Morning breath: Everyone wakes up with it, but what about when it lasts all day? Bad breath, also called halitosis, can plague anyone. Sometimes it indicates an oral hygiene issue and other times it might mean that a health issue is making itself known. Read on to learn more about what causes halitosis and what you can do about it.
Poor Oral Hygiene
Let’s be frank: If you’re not brushing and flossing properly, there’s a good chance that you have bad breath. Brushing twice daily and flossing before bed removes plaque and bacteria. The halitosis you (and others) notice if you skip brushing is caused by the excrement of that bacteria that are feasting on the leftovers from last night’s dinner. Yuck! One of the easiest and most effective ways to solve bad breath caused by poor oral hygiene is to start taking better care of your teeth and gums. This includes seeing a dental hygienist for a cleaning and a dentist for any dental work that needs to be done; infected gums and tooth decay, both of which can be caused by poor oral hygiene, can also cause bad breath.
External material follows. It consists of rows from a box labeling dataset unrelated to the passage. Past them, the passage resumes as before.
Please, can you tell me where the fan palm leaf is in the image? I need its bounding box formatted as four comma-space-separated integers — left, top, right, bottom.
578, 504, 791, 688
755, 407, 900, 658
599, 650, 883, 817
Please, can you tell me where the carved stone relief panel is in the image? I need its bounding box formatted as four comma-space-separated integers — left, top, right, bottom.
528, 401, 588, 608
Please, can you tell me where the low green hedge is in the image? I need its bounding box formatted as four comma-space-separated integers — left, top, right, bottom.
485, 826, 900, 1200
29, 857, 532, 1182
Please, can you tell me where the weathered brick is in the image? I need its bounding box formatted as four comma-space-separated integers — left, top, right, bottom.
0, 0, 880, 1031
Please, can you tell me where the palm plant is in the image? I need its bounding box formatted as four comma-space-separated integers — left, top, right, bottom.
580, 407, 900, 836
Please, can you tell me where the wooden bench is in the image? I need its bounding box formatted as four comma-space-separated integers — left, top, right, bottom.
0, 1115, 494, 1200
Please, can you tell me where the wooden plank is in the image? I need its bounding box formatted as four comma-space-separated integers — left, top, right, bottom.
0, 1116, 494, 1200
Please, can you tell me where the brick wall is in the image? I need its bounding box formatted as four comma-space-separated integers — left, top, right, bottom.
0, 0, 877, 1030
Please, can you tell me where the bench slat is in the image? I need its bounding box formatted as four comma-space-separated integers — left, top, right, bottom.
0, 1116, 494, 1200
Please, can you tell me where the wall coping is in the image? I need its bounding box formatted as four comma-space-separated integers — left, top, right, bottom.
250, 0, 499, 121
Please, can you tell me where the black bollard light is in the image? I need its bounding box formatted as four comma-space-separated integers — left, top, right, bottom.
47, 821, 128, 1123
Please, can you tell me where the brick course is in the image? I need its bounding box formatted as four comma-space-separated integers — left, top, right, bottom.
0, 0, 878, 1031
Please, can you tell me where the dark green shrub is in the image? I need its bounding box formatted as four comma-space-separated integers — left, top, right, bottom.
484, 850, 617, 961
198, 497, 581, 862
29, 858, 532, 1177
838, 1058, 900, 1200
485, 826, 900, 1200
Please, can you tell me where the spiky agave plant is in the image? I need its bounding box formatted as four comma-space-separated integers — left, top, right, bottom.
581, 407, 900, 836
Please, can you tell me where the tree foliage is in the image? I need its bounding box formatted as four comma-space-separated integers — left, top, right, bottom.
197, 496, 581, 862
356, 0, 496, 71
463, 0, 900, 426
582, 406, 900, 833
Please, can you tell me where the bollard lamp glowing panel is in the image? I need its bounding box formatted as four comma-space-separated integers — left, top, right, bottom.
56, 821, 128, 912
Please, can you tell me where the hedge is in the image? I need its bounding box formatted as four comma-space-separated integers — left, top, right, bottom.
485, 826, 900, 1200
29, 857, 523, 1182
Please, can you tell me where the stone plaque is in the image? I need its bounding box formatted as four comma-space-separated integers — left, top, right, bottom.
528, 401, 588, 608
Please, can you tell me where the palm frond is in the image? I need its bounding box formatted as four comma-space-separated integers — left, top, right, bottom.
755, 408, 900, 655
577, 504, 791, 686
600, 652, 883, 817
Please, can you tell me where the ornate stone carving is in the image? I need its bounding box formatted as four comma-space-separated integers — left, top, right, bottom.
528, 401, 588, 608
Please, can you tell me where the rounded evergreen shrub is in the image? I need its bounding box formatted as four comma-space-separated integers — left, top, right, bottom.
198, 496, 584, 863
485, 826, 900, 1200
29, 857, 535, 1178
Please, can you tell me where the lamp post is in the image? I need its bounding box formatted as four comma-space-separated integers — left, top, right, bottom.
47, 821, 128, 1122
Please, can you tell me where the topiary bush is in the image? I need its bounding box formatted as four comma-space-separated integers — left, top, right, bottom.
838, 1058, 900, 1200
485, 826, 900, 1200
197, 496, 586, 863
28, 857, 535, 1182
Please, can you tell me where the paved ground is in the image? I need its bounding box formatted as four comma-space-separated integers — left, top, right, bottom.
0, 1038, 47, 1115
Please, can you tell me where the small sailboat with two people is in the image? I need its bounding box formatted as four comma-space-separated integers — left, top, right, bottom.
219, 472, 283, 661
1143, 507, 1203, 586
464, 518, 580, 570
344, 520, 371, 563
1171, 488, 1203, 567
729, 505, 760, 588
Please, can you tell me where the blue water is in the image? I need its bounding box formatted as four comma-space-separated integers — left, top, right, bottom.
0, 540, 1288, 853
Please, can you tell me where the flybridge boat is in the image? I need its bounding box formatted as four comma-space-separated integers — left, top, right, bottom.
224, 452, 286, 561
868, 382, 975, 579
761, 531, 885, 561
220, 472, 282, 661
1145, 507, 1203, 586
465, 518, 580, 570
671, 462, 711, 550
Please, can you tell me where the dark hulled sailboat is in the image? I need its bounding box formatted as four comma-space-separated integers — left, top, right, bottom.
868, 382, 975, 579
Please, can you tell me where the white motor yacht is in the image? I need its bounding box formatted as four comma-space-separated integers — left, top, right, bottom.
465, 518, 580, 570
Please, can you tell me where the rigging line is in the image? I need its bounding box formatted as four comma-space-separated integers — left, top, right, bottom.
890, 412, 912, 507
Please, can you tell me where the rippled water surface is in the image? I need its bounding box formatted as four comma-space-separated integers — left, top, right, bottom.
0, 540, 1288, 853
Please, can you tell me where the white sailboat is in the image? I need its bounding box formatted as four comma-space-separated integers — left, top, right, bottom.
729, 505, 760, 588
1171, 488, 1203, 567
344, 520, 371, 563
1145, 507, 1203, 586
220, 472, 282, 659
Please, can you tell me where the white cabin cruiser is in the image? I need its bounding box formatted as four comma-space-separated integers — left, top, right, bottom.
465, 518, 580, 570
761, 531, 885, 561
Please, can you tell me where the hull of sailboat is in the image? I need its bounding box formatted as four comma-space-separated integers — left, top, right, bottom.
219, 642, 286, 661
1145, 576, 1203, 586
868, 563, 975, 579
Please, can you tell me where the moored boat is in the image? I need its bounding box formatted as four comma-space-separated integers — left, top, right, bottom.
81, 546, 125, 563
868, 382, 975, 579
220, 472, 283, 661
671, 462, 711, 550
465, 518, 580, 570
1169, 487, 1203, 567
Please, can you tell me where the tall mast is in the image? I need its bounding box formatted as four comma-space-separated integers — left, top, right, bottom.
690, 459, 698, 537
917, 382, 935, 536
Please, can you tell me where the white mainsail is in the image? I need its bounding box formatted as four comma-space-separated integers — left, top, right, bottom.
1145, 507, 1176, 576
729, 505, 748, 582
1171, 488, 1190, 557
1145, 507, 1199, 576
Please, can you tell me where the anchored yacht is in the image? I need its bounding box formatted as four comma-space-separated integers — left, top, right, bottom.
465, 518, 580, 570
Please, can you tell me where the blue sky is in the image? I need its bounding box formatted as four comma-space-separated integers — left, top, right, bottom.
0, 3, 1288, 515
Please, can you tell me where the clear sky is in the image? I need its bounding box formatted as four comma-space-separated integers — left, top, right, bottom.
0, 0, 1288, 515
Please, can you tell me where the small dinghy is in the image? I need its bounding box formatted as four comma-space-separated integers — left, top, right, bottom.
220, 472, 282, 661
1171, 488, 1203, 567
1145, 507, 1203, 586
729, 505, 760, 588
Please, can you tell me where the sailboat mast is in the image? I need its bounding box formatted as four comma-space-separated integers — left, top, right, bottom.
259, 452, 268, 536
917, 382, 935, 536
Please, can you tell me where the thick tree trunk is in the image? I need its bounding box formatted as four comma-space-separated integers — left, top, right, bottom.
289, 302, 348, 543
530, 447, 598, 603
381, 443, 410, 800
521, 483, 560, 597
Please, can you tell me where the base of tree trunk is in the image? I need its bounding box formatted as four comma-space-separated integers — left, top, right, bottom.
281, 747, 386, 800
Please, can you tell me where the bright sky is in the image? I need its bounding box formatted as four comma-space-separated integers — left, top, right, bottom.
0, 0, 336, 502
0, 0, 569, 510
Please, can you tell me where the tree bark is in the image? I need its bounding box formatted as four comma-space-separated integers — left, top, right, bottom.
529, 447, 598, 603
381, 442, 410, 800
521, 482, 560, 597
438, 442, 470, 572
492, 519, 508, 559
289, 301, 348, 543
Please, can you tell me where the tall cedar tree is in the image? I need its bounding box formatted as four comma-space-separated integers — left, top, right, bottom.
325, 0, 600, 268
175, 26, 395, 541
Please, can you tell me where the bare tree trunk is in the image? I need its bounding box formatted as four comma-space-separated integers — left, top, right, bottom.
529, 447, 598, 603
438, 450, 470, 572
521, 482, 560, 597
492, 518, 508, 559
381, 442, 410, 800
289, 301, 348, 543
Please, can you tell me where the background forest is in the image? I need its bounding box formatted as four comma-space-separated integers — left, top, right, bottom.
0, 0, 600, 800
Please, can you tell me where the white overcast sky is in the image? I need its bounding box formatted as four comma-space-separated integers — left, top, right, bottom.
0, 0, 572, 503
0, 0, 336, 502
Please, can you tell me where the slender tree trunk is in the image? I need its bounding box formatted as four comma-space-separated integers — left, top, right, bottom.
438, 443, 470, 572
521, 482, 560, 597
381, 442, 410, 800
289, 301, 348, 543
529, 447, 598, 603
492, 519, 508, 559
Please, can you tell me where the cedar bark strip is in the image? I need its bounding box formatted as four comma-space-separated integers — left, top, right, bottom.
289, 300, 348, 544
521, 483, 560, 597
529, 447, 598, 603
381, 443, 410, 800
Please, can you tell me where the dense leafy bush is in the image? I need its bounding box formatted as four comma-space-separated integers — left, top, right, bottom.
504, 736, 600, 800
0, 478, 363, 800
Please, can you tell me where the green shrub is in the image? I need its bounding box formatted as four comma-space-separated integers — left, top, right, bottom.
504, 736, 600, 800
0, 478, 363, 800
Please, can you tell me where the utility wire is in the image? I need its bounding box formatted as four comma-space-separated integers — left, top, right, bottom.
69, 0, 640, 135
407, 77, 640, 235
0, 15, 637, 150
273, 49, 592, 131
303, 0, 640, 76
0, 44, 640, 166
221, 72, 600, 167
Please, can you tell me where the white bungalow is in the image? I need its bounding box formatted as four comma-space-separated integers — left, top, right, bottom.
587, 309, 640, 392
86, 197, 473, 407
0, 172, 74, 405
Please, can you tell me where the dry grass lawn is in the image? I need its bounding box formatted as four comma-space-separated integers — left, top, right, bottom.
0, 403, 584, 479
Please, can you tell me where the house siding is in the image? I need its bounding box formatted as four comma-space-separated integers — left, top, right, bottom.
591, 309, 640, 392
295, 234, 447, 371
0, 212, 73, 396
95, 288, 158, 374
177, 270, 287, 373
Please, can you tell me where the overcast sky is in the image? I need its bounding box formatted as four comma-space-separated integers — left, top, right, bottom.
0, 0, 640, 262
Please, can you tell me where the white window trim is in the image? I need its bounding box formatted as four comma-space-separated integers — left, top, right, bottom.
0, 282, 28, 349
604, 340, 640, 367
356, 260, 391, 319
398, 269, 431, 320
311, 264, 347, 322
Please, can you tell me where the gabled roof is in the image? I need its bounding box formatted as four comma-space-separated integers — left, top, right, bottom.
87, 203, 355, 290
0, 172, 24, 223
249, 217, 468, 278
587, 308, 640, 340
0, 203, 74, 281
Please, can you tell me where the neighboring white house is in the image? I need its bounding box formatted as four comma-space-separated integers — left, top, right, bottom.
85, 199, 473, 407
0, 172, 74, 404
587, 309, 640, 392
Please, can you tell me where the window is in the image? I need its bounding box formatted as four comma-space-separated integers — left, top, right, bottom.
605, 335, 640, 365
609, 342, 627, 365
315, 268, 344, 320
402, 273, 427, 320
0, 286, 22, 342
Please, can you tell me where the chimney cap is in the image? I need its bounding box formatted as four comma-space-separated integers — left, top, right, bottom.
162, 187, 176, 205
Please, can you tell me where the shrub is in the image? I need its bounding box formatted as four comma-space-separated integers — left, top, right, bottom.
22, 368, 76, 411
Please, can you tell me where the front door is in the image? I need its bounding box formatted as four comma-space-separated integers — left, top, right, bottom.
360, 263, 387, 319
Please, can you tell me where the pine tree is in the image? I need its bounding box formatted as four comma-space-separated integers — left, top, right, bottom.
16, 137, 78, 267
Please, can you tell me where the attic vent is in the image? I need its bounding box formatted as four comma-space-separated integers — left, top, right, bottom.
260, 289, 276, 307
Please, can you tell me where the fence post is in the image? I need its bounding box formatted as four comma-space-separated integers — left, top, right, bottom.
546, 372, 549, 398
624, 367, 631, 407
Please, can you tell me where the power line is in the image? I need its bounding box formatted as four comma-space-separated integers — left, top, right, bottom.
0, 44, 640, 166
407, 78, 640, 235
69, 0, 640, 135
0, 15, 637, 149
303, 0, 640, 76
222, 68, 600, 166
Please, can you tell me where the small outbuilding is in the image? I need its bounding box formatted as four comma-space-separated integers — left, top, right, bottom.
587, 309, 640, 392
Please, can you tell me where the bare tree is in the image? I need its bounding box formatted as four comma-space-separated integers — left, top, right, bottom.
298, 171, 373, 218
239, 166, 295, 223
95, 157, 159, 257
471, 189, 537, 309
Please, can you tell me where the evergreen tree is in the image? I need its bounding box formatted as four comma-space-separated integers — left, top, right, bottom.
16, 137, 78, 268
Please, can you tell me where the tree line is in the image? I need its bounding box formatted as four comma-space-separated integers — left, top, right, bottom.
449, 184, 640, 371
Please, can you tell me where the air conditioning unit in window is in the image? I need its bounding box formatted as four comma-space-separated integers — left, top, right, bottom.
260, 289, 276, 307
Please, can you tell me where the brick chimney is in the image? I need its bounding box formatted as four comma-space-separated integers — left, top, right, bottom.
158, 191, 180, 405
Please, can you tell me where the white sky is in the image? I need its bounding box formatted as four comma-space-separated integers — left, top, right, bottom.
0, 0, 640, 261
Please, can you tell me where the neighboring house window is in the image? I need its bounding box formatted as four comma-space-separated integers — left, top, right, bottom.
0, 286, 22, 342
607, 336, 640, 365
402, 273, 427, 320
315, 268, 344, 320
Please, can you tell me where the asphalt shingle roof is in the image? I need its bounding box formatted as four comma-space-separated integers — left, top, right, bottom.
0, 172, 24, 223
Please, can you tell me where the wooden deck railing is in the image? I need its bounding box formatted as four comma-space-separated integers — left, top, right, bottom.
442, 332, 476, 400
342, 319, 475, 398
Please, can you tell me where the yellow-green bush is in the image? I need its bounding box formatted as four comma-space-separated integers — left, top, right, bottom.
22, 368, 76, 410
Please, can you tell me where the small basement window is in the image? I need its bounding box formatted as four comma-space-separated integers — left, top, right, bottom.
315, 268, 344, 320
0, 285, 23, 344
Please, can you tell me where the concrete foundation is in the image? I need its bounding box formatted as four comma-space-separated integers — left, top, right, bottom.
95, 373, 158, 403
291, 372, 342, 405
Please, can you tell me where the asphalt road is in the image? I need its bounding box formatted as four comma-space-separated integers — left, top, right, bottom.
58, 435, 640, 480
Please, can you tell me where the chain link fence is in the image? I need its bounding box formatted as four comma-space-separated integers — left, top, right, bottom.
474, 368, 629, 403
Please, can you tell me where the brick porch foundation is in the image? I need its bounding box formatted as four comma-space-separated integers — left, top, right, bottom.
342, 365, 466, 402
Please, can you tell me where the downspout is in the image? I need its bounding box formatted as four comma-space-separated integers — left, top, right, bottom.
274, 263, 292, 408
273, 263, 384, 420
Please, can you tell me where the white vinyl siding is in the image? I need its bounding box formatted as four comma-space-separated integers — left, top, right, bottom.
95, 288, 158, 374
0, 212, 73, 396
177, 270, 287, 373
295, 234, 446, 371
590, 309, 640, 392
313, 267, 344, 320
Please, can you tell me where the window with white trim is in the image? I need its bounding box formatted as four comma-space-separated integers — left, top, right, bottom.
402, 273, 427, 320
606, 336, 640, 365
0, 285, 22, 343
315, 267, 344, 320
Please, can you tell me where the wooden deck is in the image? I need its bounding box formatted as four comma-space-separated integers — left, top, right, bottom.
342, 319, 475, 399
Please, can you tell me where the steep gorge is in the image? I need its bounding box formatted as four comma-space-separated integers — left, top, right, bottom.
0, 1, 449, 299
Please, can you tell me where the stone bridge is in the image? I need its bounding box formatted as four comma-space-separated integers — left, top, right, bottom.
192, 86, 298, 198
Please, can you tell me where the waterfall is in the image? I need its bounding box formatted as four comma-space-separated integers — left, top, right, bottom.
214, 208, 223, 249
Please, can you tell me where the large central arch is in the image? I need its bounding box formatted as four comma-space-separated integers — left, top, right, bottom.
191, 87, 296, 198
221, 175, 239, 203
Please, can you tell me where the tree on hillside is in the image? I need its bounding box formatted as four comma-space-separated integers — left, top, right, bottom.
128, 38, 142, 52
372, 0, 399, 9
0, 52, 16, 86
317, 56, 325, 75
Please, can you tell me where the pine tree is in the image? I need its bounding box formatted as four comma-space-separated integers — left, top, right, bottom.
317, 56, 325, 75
There are some health conditions that can manifest with halitosis as a side effect. Diabetes can cause a life-threatening condition called ketoacidosis, which sometimes makes itself known by giving the breath a sweet, fruity smell. Kidney disease and other organ conditions can also cause bad breath. Esophageal and stomach-related conditions, such as GERD or ulcers, can cause bad breath, too. If your oral hygiene is good and you don’t have any tooth decay or dental infections, see your doctor to have halitosis addressed.
Finally, some medications can cause bad breath. The side effects from some antibiotics, heart medications, antihistamine, and other drugs can cause a dry mouth. This, in turn, can increase the number of bacteria in your mouth, which leads to bad breath. You can sip water frequently, chew sugarless gum, and suck on sugar-free lozenges to keep your saliva flowing. Also, talk to your doctor about side effects from medication that you’re experiencing. Do not, however, stop taking medication without the express advice from your physician.
If you are dealing with halitosis and you don’t have any symptoms of serious health conditions (like diabetes), your first step should be to make an appointment with your dentist to find out what’s going on. We can treat any decay or gum disease you’re dealing with and get you on track to healthier teeth and gums and more pleasant breath.